Vom Umgang mit unerwarteten Vogel-Fossilfunden

Ein jüngst entdecktes Fossil überrascht mit einer ungewöhnlichen Merkmalskombination: Ein Kopf, der in seiner Form Tyrannosaurus rex ähnelt, kombiniert mit einem Vogelrumpf. Der Fund wird zwar als weiteres Puzzlestück der Vogel-Evolution bezeichnet, steht wegen ausgeprägter Konvergenzen tatsächlich aber quer zu stammesgeschichtlichen Hypothesen. Wie gehen die Forscher damit um? 

Einführung

In populären Darstellungen wird oft behauptet, Fossilfunde bestätigten laufend die Vorstellung von einer Evolution der Lebewesen und neue Funde füllten Lücken im Stammbaum. Dass ein Fossil irgendeine Lücke füllt, ist trivial, wenn man voraussetzt, dass es einen Stammbaum überhaupt gibt. Die Frage ist hingegen: Füllen neuentdeckte Fossilien bisher vorhandene Lücken? Das ist in sehr vielen Fällen – vielleicht sogar in der Mehrzahl – durchaus nicht der Fall. Nicht umsonst erhalten neue Fossilfunde regelmäßig das Etikett „überraschend“, oder die Merkmale oder Merkmalsmosaike neuer Funde werden als „sonderbar“ oder „bizzar“ beschrieben. Das heißt, die betreffenden Merkmalskonstellationen waren evolutionstheoretisch nicht vorhergesagt worden und sind unerwartet. Natürlich widerlegen sie Evolutionstheorien als solche nicht, aber sie bestätigen sie auch nicht. Der vermutete historische Ablauf wird umfangreicher und komplexer und die Erklärungsleistung des Konzeptes damit geringer. Schließlich kann man immer den bisher bevorzugten Stammbaum ändern und an neue Funde anpassen – allerdings mit dem „Preis“, dass immer mehr Konvergenzen (=gleichartige Ausprägung von Strukturen abstammungsmäßig nicht verwandter Organismen, die evolutionstheoretisch als unabhängig entstanden interpretiert werden) angenommen werden müssen, also das unabhängige Auftreten ähnlicher Merkmale. Nicht selten kommt es vor, dass Merkmale, deren Ähnlichkeit zunächst als abstammungsbedingt interpretiert wurde (Homologien), später als Konvergenzen neu interpretiert werden müssen.

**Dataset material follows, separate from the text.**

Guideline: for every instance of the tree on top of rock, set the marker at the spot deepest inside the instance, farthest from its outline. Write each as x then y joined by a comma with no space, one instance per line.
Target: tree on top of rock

Eine logische Schlussfolgerung dieser Situation ist, dass Bauplanähnlichkeiten kein sicherer Indikator für Evolution sein können.

Cratonavis

Ein aktuelles Beispiel für diese Situation ist ein kürzlich gemachter Fossilfund eines knapp habichtgroßen Vogels, der etwas schrill als „Urvogel mit Dino-Kopf“ (Manz 2023) oder als „seltsamer primitiver Vogel mit einem T. rex-Kopf“ (Puiu 2023) bezeichnet wurde. Das vollständig erhaltene Fossil wurde von Forschern der Chinese Academy of Sciences untersucht und als neue Art Cratonavis zhui beschrieben; sie haben es der neu aufgestellten Gattung Cratonavis zugeordnet (Abb. 421). Cratonavis wurde in den Jiufotang-Schichten Nordchinas entdeckt, die auf 120 Millionen radiometrische Jahre (MrJ) datiert werden (Li et al. 2023). Sein Körper war vogelähnlich, der Kopf jedoch ausgesprochen untypisch für Vögel und dinosaurierartig. Insgesamt war der Kopf dem des Tyrannosaurus rex recht ähnlich hinsichtlichreptilientypischen Schläfenfenstern (diapside (=mit zwei Schläfenfenstern des Schädeldachs ausgestattet) Ausprägung), Gaumenregion sowie unbeweglichem Oberkiefer. Cratonavis konnte daher seinen Oberschnabel nicht unabhängig von Hirnschale und Unterkiefer bewegen, anders als die meisten heute lebenden Vögel.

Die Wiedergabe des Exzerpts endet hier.